超人がいれば、奇跡も奇跡じゃないはずや。阪神糸井嘉男外野手(36)が巨人18回戦(東京ドーム)で豪快アーチを放ち、チームの貯金を今季最多の「13」に戻した。2回、2死一、二塁で先制11号3ラン。これでチームは糸井が右脇腹筋挫傷から復帰して以降の9試合で7勝2敗と白星量産。首位広島との7・5ゲーム差は変わらなかったが、コイを追う勢いは衰えない。

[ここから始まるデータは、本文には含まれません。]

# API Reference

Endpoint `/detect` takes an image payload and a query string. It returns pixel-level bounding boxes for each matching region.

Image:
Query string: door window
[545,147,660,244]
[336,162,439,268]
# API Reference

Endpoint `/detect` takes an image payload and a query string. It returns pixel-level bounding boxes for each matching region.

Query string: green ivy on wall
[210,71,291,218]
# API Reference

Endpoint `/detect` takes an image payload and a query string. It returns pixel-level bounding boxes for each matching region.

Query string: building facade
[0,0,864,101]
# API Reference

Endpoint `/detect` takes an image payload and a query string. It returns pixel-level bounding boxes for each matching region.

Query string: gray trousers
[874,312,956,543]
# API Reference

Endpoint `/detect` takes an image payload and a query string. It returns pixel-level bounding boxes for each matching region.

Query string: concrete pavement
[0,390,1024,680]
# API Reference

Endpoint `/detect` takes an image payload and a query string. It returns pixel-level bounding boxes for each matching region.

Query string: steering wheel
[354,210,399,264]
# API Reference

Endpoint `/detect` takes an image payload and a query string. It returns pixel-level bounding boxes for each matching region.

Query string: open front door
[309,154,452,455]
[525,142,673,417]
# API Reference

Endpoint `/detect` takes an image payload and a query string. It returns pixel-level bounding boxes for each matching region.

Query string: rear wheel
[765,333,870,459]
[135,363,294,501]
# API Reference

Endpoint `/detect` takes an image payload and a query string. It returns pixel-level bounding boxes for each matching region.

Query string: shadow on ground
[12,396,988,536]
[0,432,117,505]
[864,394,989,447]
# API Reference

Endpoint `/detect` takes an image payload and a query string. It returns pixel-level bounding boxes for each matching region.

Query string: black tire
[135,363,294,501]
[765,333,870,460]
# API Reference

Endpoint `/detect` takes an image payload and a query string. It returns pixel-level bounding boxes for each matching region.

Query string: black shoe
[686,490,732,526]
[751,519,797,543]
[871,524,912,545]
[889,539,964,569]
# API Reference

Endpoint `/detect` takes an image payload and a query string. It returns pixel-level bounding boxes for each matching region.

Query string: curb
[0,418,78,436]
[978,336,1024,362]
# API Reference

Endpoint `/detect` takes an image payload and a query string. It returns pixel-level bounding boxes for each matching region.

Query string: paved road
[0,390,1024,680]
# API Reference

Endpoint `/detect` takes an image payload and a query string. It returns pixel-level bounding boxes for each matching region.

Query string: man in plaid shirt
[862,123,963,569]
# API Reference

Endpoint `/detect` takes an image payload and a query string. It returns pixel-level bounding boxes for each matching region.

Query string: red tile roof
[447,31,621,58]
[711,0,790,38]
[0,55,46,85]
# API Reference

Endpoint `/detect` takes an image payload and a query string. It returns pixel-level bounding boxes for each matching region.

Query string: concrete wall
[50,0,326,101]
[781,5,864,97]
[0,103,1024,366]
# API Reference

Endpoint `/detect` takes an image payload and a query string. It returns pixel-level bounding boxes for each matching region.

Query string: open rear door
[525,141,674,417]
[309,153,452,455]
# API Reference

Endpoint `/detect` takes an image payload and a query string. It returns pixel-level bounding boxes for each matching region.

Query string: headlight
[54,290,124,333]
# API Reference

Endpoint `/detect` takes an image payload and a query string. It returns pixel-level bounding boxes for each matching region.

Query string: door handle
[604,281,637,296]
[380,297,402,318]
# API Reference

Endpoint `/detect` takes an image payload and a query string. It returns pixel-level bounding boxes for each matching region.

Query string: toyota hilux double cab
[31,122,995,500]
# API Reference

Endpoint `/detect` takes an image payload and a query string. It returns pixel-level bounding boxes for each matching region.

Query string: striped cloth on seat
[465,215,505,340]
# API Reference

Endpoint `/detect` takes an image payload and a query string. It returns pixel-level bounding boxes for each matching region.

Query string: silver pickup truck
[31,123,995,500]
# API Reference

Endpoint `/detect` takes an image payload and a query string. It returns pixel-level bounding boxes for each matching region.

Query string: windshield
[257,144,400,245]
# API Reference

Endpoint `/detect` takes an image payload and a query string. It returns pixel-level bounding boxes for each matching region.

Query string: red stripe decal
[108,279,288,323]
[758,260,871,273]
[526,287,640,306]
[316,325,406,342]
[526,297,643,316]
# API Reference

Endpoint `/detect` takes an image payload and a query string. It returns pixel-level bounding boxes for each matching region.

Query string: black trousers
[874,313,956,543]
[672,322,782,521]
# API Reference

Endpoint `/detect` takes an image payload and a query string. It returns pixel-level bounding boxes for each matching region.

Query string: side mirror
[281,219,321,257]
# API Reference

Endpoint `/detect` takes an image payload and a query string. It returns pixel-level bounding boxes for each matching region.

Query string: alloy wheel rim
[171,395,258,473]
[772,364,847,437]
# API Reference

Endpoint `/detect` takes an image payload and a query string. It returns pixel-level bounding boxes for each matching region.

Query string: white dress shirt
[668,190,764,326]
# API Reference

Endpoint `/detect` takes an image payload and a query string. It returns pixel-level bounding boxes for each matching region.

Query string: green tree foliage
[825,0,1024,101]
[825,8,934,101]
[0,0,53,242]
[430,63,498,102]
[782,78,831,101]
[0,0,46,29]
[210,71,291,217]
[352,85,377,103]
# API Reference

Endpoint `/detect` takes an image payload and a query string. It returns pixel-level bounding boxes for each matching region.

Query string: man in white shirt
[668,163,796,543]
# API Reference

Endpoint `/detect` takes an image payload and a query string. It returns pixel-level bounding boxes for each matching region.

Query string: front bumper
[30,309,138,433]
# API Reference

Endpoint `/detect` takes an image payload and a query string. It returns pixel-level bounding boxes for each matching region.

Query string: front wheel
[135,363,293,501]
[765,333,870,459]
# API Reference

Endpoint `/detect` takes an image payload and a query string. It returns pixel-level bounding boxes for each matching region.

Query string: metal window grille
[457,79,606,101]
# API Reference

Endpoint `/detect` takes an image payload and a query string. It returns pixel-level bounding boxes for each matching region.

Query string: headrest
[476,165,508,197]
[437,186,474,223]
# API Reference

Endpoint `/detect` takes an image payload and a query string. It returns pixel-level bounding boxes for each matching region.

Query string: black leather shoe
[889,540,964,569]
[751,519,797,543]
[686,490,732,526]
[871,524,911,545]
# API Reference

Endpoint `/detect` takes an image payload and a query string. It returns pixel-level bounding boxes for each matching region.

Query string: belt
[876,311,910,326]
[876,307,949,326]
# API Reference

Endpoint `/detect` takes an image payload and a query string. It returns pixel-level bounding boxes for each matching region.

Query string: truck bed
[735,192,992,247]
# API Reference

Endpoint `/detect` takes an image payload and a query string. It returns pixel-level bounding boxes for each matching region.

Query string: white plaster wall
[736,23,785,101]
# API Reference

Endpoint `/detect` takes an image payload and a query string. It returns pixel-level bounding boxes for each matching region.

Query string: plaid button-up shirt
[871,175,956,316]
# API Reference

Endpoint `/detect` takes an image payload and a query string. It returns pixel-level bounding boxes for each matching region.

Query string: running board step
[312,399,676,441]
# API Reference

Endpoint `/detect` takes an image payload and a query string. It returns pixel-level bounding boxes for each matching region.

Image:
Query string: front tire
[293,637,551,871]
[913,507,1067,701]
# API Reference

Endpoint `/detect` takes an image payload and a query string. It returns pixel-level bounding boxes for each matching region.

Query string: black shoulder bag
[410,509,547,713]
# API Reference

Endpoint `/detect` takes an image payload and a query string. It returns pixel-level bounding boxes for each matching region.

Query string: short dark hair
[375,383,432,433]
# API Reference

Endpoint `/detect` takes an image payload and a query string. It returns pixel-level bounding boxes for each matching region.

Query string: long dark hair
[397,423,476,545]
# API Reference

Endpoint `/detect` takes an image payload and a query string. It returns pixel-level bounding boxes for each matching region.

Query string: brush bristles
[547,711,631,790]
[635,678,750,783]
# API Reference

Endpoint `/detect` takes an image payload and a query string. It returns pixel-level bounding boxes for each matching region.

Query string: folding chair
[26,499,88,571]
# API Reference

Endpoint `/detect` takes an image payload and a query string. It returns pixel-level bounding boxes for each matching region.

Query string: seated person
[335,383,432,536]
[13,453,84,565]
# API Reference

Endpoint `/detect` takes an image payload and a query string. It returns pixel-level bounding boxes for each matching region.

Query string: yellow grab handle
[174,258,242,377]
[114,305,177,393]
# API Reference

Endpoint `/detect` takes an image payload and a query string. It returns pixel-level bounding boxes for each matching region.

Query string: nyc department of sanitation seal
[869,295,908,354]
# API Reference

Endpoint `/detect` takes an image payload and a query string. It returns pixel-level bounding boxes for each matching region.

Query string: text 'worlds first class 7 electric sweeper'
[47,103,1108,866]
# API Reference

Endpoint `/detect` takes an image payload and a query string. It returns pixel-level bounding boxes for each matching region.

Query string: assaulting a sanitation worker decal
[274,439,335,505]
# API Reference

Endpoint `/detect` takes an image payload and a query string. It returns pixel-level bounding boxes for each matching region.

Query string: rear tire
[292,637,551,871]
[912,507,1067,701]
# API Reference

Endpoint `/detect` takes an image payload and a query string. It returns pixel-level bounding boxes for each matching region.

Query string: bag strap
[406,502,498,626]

オレンジ色の右翼席に白球が吸い込まれた。1番糸井が猛虎打線爆発の号砲を鳴らした。2回だ。2死一、二塁。2球で追い込まれながらも巨人谷岡の3球目、内角低めのスライダーに反応した。窮屈そうに体を縮めながらボールをバットに乗せる。技ありの先制11号3ランで勢いづけた。
「先制のチャンスだったのでとにかくランナーをかえそうと思い振り抜きました。いい結果になってくれて良かったです」
超人の勢いが止まらない。球宴明け直後に右脇腹筋挫傷を負ったが、8月17日広島戦から代打で1軍に復帰。翌18日の中日戦からスタメン復帰すると、そこから8試合連続安打、打率3割8分9厘、3本塁打、7打点。糸井のバットに比例するようにチームも17日からの9試合で7勝2敗と白星を積み上げている。